A SURFER has cheated death after being mauled by a 15ft shark while surfing off the coast of South Africa.

Thirty-two-year-old James 'Jay' Catherall, from Kempsey, near Worcester, needed 100 stitches after fighting off the ragged-tooth shark with his bare hands.

The attack happened at about 9.30am South African time yesterday in a river estuary in Morgans Bay, off the Wild Coast area of the Eastern Cape.

Mr Catherall, an ex-pupil of Upton-upon-Severn's former Hill School, was surfing with friends, who applied pressure to his wounds and then rushed him to the nearest hospital.

There, doctors put scores

of stitches in his legs and bottom and told him he was lucky to be alive.

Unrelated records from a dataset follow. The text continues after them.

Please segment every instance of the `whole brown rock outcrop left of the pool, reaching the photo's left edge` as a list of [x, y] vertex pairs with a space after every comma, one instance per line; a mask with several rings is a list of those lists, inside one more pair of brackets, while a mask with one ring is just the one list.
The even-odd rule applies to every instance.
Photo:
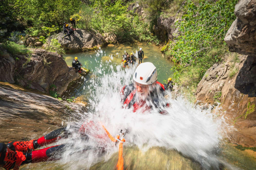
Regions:
[[31, 58], [27, 64], [27, 59], [23, 55], [18, 55], [15, 61], [7, 52], [1, 54], [0, 81], [16, 81], [24, 87], [37, 89], [43, 93], [54, 91], [61, 95], [69, 83], [81, 77], [72, 67], [67, 66], [62, 55], [42, 49], [31, 51]]

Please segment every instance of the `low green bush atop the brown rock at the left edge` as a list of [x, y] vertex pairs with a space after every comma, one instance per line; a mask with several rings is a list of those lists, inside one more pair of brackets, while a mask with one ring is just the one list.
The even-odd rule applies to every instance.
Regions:
[[3, 44], [1, 44], [1, 47], [6, 49], [8, 53], [10, 53], [13, 57], [15, 55], [24, 55], [31, 53], [29, 49], [25, 45], [19, 45], [15, 42], [7, 41]]

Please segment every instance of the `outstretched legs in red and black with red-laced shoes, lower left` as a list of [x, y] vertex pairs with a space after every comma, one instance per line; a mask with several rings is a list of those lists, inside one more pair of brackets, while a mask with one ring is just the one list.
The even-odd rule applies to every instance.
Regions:
[[[87, 126], [87, 127], [85, 127]], [[93, 127], [90, 123], [82, 125], [80, 129], [72, 129], [80, 132], [79, 139], [88, 140], [89, 137], [85, 134], [86, 128], [93, 128], [97, 130], [97, 127]], [[42, 136], [36, 140], [29, 141], [12, 141], [7, 144], [0, 143], [0, 167], [7, 170], [14, 169], [18, 170], [21, 165], [28, 163], [37, 163], [45, 161], [59, 160], [60, 156], [64, 153], [67, 147], [73, 147], [79, 145], [79, 143], [73, 144], [60, 144], [50, 146], [47, 148], [35, 150], [41, 146], [45, 146], [54, 142], [57, 142], [61, 138], [68, 138], [71, 134], [71, 127], [64, 127], [56, 129], [45, 136]], [[104, 138], [104, 135], [94, 136], [98, 139]], [[99, 142], [100, 143], [100, 142]], [[104, 145], [103, 145], [104, 146]], [[96, 146], [92, 147], [86, 145], [83, 151], [93, 150], [96, 154], [102, 154], [105, 152], [104, 147]], [[82, 152], [83, 152], [82, 151]]]

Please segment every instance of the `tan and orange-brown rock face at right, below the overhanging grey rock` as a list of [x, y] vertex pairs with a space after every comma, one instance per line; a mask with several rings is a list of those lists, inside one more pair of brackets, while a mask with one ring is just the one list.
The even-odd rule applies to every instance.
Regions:
[[197, 102], [220, 102], [225, 117], [238, 129], [235, 143], [256, 147], [256, 58], [241, 56], [208, 69], [197, 86]]

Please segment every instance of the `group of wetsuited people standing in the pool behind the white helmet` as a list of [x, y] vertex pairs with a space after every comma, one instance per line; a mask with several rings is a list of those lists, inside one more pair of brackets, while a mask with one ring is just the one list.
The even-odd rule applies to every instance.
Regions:
[[[142, 59], [144, 59], [144, 52], [142, 51], [142, 48], [140, 48], [140, 50], [138, 51], [138, 63], [142, 63]], [[125, 54], [123, 55], [123, 59], [122, 61], [124, 62], [124, 66], [132, 64], [134, 65], [134, 63], [137, 61], [137, 58], [133, 55], [133, 53], [131, 53], [131, 56], [128, 54], [128, 52], [125, 52]]]

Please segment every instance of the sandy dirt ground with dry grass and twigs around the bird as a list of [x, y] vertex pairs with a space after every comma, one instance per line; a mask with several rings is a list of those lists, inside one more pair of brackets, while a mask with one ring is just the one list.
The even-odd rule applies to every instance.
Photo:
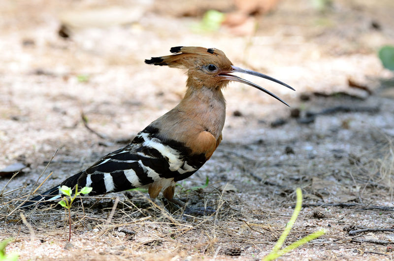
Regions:
[[[282, 0], [237, 30], [197, 30], [204, 11], [230, 12], [229, 2], [2, 0], [0, 169], [27, 166], [0, 177], [0, 240], [14, 239], [7, 253], [260, 260], [300, 187], [303, 208], [286, 244], [326, 234], [280, 259], [393, 260], [394, 75], [377, 50], [394, 43], [394, 1], [332, 0], [322, 11], [311, 0]], [[249, 86], [225, 90], [223, 142], [175, 194], [216, 213], [182, 216], [144, 191], [84, 198], [71, 210], [69, 245], [64, 209], [14, 211], [51, 172], [37, 192], [124, 146], [179, 102], [184, 72], [143, 62], [173, 46], [221, 49], [234, 65], [296, 89], [245, 76], [291, 108]], [[361, 228], [391, 231], [350, 232]]]

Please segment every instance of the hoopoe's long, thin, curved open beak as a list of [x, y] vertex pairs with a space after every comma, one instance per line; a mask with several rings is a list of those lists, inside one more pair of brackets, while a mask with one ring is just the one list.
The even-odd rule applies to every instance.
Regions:
[[276, 95], [274, 95], [270, 91], [265, 90], [263, 87], [261, 87], [261, 86], [259, 86], [257, 84], [254, 84], [253, 82], [247, 81], [245, 79], [242, 79], [241, 77], [238, 77], [238, 76], [230, 74], [232, 72], [242, 72], [242, 73], [247, 73], [247, 74], [255, 75], [255, 76], [258, 76], [258, 77], [262, 77], [264, 79], [268, 79], [270, 81], [273, 81], [273, 82], [279, 83], [279, 84], [281, 84], [283, 86], [286, 86], [287, 88], [292, 89], [293, 91], [296, 91], [290, 85], [287, 85], [286, 83], [281, 82], [281, 81], [279, 81], [279, 80], [277, 80], [275, 78], [272, 78], [272, 77], [270, 77], [268, 75], [265, 75], [265, 74], [257, 72], [257, 71], [252, 71], [252, 70], [248, 70], [248, 69], [242, 69], [242, 68], [239, 68], [239, 67], [236, 67], [236, 66], [233, 66], [233, 65], [231, 65], [231, 70], [230, 71], [222, 72], [222, 73], [219, 74], [219, 76], [222, 77], [222, 79], [229, 80], [229, 81], [235, 81], [235, 82], [241, 82], [241, 83], [253, 86], [256, 89], [259, 89], [260, 91], [263, 91], [264, 93], [272, 96], [273, 98], [276, 98], [277, 100], [283, 102], [287, 106], [289, 106], [289, 104], [287, 104], [285, 101], [283, 101], [281, 98], [277, 97]]

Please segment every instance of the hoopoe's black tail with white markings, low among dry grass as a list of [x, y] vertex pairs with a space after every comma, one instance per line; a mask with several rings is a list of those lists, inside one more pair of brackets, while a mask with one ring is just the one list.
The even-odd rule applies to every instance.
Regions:
[[47, 190], [46, 192], [42, 193], [39, 196], [34, 196], [33, 198], [29, 199], [25, 204], [20, 206], [19, 208], [29, 208], [37, 204], [50, 204], [54, 200], [59, 199], [62, 197], [62, 194], [60, 192], [60, 188], [65, 185], [71, 189], [75, 187], [75, 185], [78, 182], [78, 178], [81, 176], [82, 172], [79, 172], [69, 178], [67, 178], [65, 181], [62, 182], [62, 184]]

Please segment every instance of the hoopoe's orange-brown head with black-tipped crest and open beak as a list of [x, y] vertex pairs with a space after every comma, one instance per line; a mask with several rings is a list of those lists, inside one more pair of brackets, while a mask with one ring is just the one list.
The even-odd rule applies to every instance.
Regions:
[[168, 65], [169, 67], [187, 69], [188, 87], [200, 88], [204, 86], [212, 89], [222, 89], [230, 81], [236, 81], [253, 86], [288, 105], [281, 98], [265, 90], [263, 87], [231, 74], [233, 72], [241, 72], [274, 81], [294, 90], [286, 83], [268, 75], [232, 65], [225, 53], [219, 49], [177, 46], [172, 47], [170, 52], [173, 55], [152, 57], [150, 60], [145, 60], [145, 63], [148, 65]]

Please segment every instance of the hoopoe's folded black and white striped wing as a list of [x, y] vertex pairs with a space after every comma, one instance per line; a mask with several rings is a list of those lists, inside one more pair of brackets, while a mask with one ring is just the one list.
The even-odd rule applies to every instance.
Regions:
[[[152, 131], [153, 130], [153, 131]], [[164, 178], [179, 181], [191, 176], [205, 162], [205, 156], [173, 140], [155, 137], [146, 128], [124, 148], [114, 151], [86, 169], [78, 178], [79, 187], [92, 187], [90, 196], [119, 192], [149, 185]]]

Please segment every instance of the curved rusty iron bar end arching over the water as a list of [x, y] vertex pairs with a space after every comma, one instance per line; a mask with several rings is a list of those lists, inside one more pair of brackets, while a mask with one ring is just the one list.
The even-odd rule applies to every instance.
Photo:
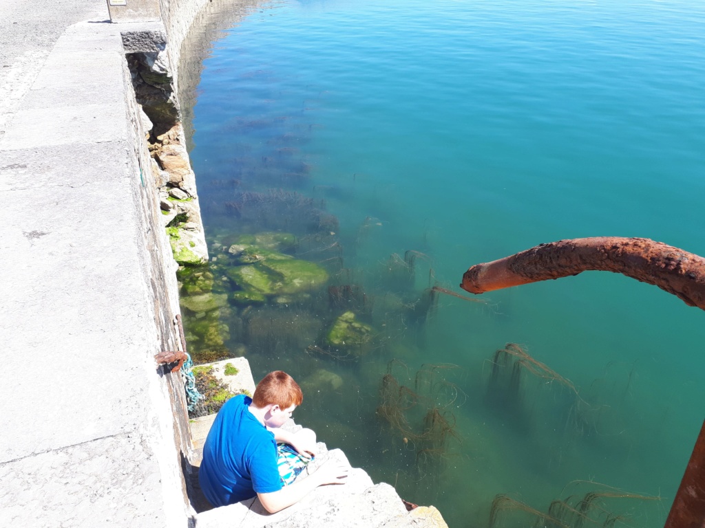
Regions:
[[688, 306], [705, 310], [705, 258], [639, 238], [592, 237], [541, 244], [472, 266], [462, 276], [460, 287], [482, 294], [587, 270], [621, 273], [654, 284]]

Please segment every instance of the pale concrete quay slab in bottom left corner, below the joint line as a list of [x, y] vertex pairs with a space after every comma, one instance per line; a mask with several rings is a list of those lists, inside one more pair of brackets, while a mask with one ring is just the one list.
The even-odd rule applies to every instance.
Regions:
[[0, 465], [0, 526], [164, 527], [161, 501], [140, 493], [159, 486], [144, 442], [118, 434]]

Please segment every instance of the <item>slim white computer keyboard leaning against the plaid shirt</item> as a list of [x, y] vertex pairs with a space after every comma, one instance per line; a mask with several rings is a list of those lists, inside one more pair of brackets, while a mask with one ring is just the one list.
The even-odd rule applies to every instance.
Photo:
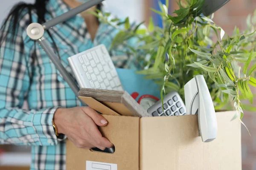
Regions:
[[80, 88], [123, 91], [116, 68], [105, 45], [83, 51], [67, 61]]

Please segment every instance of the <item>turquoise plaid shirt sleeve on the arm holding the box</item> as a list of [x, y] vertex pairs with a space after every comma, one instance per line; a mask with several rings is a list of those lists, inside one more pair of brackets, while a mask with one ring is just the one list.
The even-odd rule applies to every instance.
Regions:
[[22, 109], [31, 78], [31, 55], [24, 50], [22, 36], [24, 23], [21, 20], [15, 33], [9, 31], [6, 34], [10, 28], [0, 31], [6, 36], [0, 46], [0, 144], [54, 145], [59, 139], [55, 135], [52, 119], [58, 107]]

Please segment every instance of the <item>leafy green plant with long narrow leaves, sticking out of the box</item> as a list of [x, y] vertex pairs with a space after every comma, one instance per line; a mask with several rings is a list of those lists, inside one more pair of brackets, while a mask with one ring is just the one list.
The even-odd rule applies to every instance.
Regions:
[[[138, 48], [126, 51], [137, 57], [145, 79], [154, 79], [162, 86], [161, 98], [170, 92], [178, 91], [184, 99], [183, 86], [195, 75], [202, 74], [206, 79], [216, 110], [236, 108], [233, 119], [243, 117], [243, 110], [256, 111], [244, 99], [253, 102], [249, 85], [256, 87], [254, 71], [256, 52], [256, 11], [247, 18], [247, 29], [240, 32], [235, 28], [229, 37], [224, 30], [212, 21], [213, 15], [204, 17], [201, 8], [204, 0], [179, 1], [179, 9], [171, 16], [166, 5], [159, 3], [161, 11], [154, 12], [163, 19], [163, 28], [154, 26], [152, 18], [148, 28], [141, 24], [131, 27], [129, 19], [109, 19], [111, 14], [94, 13], [103, 22], [120, 29], [113, 39], [112, 48], [127, 45], [130, 38], [137, 38]], [[220, 34], [219, 34], [220, 33]], [[213, 41], [211, 37], [216, 37]], [[141, 52], [142, 51], [142, 52]], [[243, 104], [242, 104], [243, 103]]]

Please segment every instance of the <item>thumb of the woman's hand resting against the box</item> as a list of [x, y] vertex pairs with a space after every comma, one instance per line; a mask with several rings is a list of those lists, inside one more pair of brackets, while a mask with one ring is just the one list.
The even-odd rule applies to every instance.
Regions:
[[94, 109], [90, 107], [84, 107], [83, 111], [90, 116], [90, 118], [93, 119], [93, 121], [96, 123], [98, 126], [106, 126], [108, 124], [108, 121], [98, 112], [96, 112]]

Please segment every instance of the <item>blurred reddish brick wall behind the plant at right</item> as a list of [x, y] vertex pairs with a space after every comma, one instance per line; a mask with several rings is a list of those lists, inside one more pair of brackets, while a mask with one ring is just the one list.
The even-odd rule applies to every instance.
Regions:
[[[177, 9], [172, 0], [172, 11]], [[214, 22], [221, 26], [228, 35], [233, 34], [234, 27], [240, 30], [246, 28], [246, 18], [256, 9], [256, 0], [230, 0], [225, 6], [215, 12]], [[256, 94], [256, 88], [253, 89]], [[252, 91], [253, 91], [252, 90]], [[256, 105], [256, 100], [254, 100]], [[256, 113], [246, 112], [243, 118], [244, 124], [250, 131], [242, 126], [242, 170], [256, 170]]]

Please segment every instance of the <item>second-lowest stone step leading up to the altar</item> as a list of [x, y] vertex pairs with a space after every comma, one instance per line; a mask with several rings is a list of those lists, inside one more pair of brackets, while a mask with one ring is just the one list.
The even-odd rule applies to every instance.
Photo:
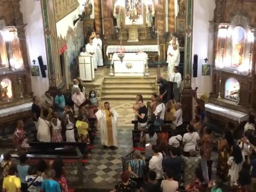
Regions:
[[137, 95], [137, 94], [145, 94], [145, 95], [152, 95], [156, 93], [155, 89], [140, 89], [140, 90], [134, 90], [134, 89], [103, 89], [102, 95], [122, 95], [122, 94], [128, 94], [128, 95]]

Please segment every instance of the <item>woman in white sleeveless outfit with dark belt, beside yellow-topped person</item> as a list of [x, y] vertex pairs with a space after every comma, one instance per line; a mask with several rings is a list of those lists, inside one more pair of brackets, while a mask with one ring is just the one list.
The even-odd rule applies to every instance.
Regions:
[[68, 112], [65, 119], [66, 123], [66, 142], [76, 142], [74, 133], [75, 118], [72, 112]]

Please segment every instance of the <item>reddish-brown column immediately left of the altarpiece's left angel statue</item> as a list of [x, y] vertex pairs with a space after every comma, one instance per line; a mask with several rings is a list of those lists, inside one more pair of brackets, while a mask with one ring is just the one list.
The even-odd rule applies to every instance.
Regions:
[[[104, 7], [104, 8], [103, 8]], [[113, 34], [113, 18], [111, 14], [111, 1], [101, 0], [103, 36], [111, 38]]]

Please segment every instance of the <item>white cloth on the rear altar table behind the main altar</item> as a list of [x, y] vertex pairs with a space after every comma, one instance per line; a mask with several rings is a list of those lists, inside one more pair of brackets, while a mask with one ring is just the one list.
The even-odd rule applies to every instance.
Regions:
[[[119, 46], [120, 48], [120, 46]], [[158, 52], [158, 46], [157, 45], [125, 45], [124, 46], [125, 52]], [[108, 56], [108, 53], [115, 53], [117, 52], [117, 45], [109, 45], [107, 46], [106, 55]]]

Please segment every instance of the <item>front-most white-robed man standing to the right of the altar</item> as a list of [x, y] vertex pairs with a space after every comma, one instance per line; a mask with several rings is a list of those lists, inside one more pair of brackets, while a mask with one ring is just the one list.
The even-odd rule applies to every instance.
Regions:
[[[177, 45], [173, 42], [172, 44], [173, 49], [169, 50], [168, 52], [168, 76], [170, 78], [170, 75], [173, 73], [174, 67], [179, 66], [180, 64], [180, 52], [178, 50]], [[170, 79], [171, 81], [171, 79]]]

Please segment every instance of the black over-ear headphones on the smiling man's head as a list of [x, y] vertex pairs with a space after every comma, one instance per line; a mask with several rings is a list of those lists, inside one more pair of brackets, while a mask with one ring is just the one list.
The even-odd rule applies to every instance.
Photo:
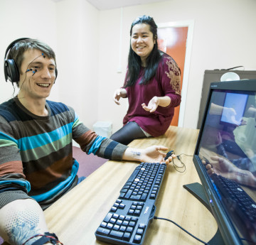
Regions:
[[[14, 40], [10, 45], [6, 48], [6, 53], [4, 55], [4, 77], [7, 82], [9, 80], [10, 82], [18, 82], [19, 81], [19, 71], [18, 66], [16, 65], [16, 62], [13, 59], [7, 59], [7, 54], [9, 53], [9, 50], [14, 47], [16, 43], [18, 43], [21, 40], [26, 40], [30, 38], [18, 38]], [[58, 75], [58, 70], [55, 68], [55, 80]]]

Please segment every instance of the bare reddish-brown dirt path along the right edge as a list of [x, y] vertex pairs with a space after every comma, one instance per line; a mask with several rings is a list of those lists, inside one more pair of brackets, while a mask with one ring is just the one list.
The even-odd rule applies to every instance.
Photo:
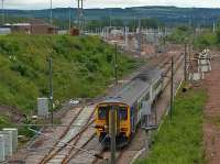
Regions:
[[213, 61], [212, 72], [204, 83], [208, 91], [205, 108], [204, 144], [207, 164], [220, 164], [220, 62]]

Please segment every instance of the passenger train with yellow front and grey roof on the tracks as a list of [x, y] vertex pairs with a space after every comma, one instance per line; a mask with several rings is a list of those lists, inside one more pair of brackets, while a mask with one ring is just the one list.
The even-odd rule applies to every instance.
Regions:
[[162, 92], [162, 70], [146, 70], [96, 106], [96, 131], [100, 142], [110, 141], [110, 110], [114, 108], [117, 143], [129, 143], [144, 116], [151, 114], [152, 106]]

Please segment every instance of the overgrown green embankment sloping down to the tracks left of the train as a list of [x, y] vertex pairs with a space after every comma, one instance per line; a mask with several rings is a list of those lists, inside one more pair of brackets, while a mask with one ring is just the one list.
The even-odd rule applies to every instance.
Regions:
[[[0, 105], [32, 114], [36, 98], [48, 96], [48, 62], [53, 55], [54, 101], [92, 98], [103, 94], [113, 78], [114, 47], [95, 36], [0, 36]], [[119, 54], [119, 76], [136, 67]], [[2, 114], [3, 113], [3, 114]], [[10, 125], [11, 113], [0, 111], [0, 128]]]

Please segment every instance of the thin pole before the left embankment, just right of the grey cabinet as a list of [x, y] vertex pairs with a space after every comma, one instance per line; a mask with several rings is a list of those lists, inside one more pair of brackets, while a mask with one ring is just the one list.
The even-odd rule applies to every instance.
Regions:
[[54, 123], [54, 109], [53, 109], [53, 57], [48, 59], [50, 67], [50, 110], [51, 110], [51, 122]]

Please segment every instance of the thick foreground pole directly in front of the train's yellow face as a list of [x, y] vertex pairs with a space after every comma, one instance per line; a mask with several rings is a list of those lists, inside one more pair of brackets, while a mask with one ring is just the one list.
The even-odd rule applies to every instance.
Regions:
[[111, 130], [110, 130], [110, 136], [111, 136], [111, 164], [116, 164], [116, 106], [112, 106], [110, 109], [110, 117], [111, 117]]

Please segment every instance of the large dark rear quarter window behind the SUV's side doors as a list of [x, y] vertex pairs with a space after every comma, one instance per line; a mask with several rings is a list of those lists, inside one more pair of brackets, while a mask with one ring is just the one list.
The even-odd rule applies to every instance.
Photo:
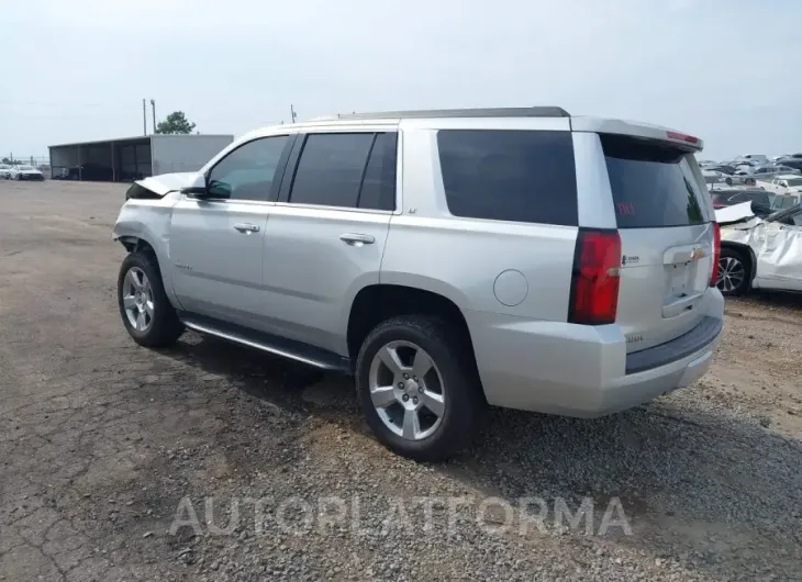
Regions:
[[577, 224], [569, 132], [444, 130], [437, 146], [452, 214]]

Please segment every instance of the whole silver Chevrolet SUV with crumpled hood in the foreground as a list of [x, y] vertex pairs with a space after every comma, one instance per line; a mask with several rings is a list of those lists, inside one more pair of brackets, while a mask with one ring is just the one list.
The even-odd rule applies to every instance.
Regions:
[[353, 373], [376, 436], [442, 459], [488, 404], [592, 417], [687, 387], [722, 333], [698, 138], [559, 108], [259, 130], [132, 186], [120, 313]]

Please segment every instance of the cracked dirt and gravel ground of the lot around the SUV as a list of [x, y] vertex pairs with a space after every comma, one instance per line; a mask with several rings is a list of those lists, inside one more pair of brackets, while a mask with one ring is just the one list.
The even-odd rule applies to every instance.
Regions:
[[494, 411], [416, 465], [347, 379], [192, 333], [135, 346], [123, 192], [0, 181], [0, 579], [802, 579], [801, 298], [729, 302], [690, 389], [597, 421]]

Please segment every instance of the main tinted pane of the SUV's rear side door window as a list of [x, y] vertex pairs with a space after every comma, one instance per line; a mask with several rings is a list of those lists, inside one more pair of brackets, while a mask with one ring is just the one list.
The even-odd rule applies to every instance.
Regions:
[[356, 208], [372, 142], [372, 133], [309, 135], [290, 202]]

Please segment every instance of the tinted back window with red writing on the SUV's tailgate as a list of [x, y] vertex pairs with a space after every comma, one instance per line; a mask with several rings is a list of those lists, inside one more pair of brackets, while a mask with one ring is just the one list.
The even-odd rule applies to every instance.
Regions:
[[600, 137], [619, 228], [705, 222], [692, 154], [634, 137]]

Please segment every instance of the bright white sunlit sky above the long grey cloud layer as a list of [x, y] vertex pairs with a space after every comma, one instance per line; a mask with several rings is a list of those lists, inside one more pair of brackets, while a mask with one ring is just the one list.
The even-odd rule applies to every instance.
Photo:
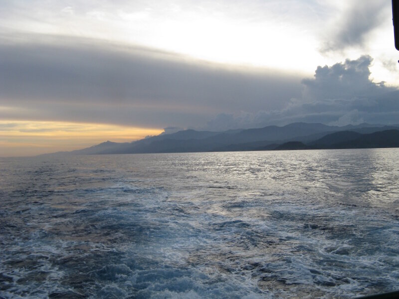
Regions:
[[[392, 59], [396, 51], [392, 47], [393, 29], [388, 6], [384, 10], [388, 14], [384, 23], [386, 34], [372, 34], [363, 49], [324, 54], [319, 51], [321, 40], [328, 41], [337, 33], [335, 24], [349, 9], [347, 6], [350, 5], [340, 1], [322, 4], [182, 0], [121, 2], [118, 5], [106, 1], [97, 5], [55, 2], [36, 8], [34, 14], [40, 18], [19, 15], [15, 20], [7, 17], [3, 24], [18, 31], [98, 38], [220, 63], [278, 68], [309, 75], [317, 65], [356, 59], [365, 54], [365, 49], [374, 52], [373, 57], [377, 59], [382, 53], [382, 44], [386, 58]], [[384, 71], [380, 65], [380, 61], [376, 63], [374, 76], [382, 81]], [[389, 78], [384, 81], [396, 82]]]

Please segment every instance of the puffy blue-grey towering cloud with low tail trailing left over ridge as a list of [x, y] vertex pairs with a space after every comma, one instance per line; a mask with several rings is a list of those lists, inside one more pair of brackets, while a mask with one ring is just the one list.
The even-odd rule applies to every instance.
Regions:
[[284, 109], [233, 116], [220, 114], [207, 128], [251, 128], [292, 122], [348, 124], [398, 124], [399, 91], [370, 79], [370, 56], [317, 67], [312, 79], [302, 80], [301, 98]]

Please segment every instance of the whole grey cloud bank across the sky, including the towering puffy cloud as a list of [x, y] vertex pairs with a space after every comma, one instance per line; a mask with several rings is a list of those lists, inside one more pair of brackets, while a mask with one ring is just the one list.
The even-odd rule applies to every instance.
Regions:
[[362, 56], [319, 66], [301, 81], [93, 40], [3, 38], [0, 119], [207, 130], [399, 123], [399, 92], [370, 79], [371, 63]]

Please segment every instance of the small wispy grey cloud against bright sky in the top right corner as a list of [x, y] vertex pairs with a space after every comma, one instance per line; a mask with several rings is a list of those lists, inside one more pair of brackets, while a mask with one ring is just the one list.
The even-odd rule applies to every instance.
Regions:
[[390, 1], [351, 1], [350, 9], [334, 23], [322, 45], [321, 51], [344, 50], [347, 47], [362, 46], [367, 34], [385, 21], [383, 13]]

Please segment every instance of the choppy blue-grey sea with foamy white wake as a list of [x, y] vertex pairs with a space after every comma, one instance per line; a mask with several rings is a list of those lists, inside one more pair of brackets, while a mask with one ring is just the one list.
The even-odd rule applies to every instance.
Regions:
[[0, 159], [1, 298], [399, 290], [399, 149]]

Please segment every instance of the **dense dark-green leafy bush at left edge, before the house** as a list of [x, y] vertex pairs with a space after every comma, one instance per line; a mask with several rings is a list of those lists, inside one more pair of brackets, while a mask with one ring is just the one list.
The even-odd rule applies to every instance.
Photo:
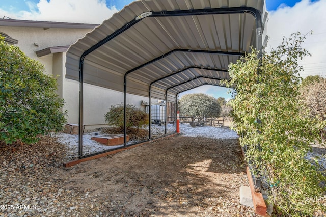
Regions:
[[0, 140], [33, 143], [37, 135], [62, 130], [66, 112], [57, 81], [44, 66], [0, 38]]

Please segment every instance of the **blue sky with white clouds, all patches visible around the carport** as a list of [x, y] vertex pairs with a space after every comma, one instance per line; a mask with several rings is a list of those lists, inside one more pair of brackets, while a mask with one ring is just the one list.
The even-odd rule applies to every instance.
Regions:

Last night the handyman, who has been surfing since he was 17, was recovering at the backpackers' hostel in Morgans Bay.

His mother Lesley, of Old Road North, Kempsey, spoke of her relief that her son was still alive.

"We just couldn't believe it really he's always in the sea and has swum with sharks and whales before, she said.

We're used to him having adventures as he's all over the place but this has certainly been the scariest.

Mrs Catherall, who is training to be an assessor at Worcester College of Technology, had just returned from work when James's girlfriend, Nicky Garner, 29, called her to tell her what had happened.

She described how James had felt a tug on his board and thought it was the surf.

"He realised it wasn't and it grabbed hold of his surfboard and pulled him down but he whacked it on the head a few times and it let go but then grabbed him on the back."

James has been in South Africa since September 2003 with his girlfriend. The couple are working as wildlife painters and photographers in the parks and reserves of east and Southern Africa for the past three years and they are planning to build a home there.